When Voodoo Ray by A Guy Called Gerald kicked in a barrage of 80s video game imagery raced across the four silver screens - Robotron, Space Invaders, Defender, Speak and Spell and Simon. A friend (who knows me well) said that is was as though someone had plugged into my head and downloaded all the stuff inside whilst I was asleep! And he was right. The music and the visuals were a near-perfect marriage creating an adrenaline-pumping atmosphere that the crowd clearly loved. With their own excellent Vector track and video thrown into the mix, this was a superb show by Hexstatic, my previously jaded views of the abilities of DJs having to undergo a serious revision as a result. Great stuff.
Prince Tongha is actually three guys from Japan - Hideyuki Tanaka, Pierre Taki and DJ Tasaka. This evening was their first ever performance outside of home country and it came as no surprise that about half the audience gathered were Japanese. Pierre Taki is perhaps better know as one third of Denki Groove who have been putting out technoid dance on the Sony label since 1991. Instead of picking up where Hexstatic left off, Prince Tongha (one guy at decks at the front with the two others supporting behind) chose to go down the more experimental cut-up route.

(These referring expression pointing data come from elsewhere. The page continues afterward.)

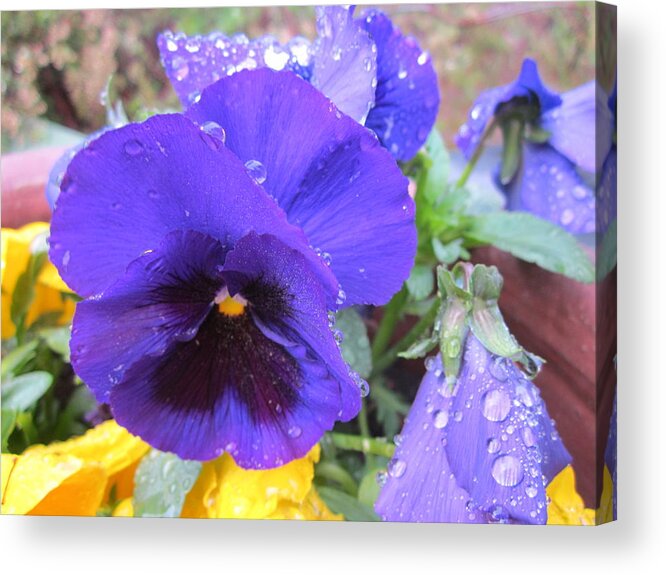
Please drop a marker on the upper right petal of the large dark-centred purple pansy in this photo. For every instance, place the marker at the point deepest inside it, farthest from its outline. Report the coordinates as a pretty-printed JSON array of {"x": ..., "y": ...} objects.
[{"x": 328, "y": 173}]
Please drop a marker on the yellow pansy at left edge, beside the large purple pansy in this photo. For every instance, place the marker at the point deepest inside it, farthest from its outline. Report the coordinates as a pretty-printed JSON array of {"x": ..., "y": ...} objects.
[{"x": 16, "y": 252}]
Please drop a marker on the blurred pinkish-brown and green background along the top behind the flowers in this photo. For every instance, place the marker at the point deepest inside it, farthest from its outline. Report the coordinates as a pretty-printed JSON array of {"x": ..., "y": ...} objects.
[{"x": 55, "y": 64}]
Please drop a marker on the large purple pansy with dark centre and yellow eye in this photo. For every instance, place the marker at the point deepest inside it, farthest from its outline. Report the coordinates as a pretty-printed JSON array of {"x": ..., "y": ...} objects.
[{"x": 211, "y": 248}]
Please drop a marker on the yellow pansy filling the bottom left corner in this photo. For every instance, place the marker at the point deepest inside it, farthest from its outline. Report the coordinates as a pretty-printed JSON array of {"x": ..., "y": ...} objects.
[{"x": 72, "y": 477}]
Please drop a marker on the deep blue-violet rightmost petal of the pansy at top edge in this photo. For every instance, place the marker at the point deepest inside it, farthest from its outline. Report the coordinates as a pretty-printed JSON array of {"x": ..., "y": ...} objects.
[{"x": 407, "y": 98}]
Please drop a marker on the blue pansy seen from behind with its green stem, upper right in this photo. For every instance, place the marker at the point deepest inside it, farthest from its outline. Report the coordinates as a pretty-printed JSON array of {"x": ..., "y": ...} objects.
[{"x": 548, "y": 137}]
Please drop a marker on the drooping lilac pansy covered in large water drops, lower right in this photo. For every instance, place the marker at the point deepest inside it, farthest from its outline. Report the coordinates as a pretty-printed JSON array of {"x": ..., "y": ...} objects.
[{"x": 481, "y": 452}]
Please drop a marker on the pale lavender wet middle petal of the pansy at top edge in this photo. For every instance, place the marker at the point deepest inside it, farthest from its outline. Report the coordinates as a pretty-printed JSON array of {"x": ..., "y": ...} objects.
[{"x": 345, "y": 62}]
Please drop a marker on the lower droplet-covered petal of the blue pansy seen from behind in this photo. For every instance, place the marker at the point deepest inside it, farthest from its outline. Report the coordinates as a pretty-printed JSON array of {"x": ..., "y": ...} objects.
[{"x": 549, "y": 186}]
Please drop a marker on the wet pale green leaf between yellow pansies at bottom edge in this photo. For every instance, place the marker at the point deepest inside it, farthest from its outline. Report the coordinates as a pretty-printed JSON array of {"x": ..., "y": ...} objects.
[{"x": 162, "y": 481}]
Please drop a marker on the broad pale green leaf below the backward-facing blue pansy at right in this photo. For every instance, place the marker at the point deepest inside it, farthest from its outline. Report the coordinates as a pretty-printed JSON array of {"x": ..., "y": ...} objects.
[{"x": 533, "y": 240}]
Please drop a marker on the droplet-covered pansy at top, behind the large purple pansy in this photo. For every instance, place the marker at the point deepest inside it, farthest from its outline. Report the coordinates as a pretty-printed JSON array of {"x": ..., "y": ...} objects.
[{"x": 366, "y": 66}]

Consequently, the sound was less melodic and less danceable but it gave whoever was leading this performance plenty of opportunity to show off their DJ-ing skills. And they were very impressive. Even the way he removed vinyl by flicking them up from the decks and twisting them down to their sleeves and sliding in the replacement looked like an elegant routine that had been honed over many years. Clubbers rapidly took to the floor to show their appreciation of Prince Tongha's efforts, and whilst they were perhaps technically superior to Hexstatic, this got in the way of delivering some decent tunes for ten minutes or more whilst they displayed them to the full.

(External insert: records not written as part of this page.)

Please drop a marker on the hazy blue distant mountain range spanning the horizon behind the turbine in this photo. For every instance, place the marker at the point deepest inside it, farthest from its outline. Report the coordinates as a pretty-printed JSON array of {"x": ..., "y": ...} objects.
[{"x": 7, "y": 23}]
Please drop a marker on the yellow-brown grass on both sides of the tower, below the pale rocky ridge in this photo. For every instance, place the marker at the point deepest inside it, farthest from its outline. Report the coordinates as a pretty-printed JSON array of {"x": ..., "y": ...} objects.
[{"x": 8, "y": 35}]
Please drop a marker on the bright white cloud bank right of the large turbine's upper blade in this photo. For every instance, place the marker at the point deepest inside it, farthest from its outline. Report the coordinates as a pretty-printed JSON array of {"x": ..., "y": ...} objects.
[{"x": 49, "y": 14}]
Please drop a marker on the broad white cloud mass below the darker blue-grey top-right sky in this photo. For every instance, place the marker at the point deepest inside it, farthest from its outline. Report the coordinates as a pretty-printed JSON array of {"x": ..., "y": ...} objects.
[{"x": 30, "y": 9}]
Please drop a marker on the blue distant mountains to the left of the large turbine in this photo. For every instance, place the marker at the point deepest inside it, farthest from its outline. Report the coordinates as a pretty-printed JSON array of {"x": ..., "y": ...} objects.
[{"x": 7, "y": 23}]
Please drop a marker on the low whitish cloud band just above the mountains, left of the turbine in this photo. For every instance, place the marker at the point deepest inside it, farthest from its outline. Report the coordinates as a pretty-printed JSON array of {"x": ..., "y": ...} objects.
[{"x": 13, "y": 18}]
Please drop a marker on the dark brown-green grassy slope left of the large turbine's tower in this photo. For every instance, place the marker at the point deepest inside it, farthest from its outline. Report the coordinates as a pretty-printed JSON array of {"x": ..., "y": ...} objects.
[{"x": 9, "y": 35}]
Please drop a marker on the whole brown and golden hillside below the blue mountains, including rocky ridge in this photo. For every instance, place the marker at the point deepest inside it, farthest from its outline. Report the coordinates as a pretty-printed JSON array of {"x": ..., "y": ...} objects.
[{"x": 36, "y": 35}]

The groove did return but in the form of more tribal techno, although there were some memorable 80s highlights like Nitzer Ebb's Join In The Chant, Gary Numan's Cars, and New Order's Blue Monday but stylistically I much preferred the Hexstatic approach. The visuals were just as amusing and/or impressive but an unhealthy obsession with Michael Jackson (and his trademark "Oww!" scream) began to unnerve me and by the time the dreadful theme song to Ghostbusters put in an appearance (I'm not kidding) I concluded that, for my money, Hexstatic had the upper hand on the day.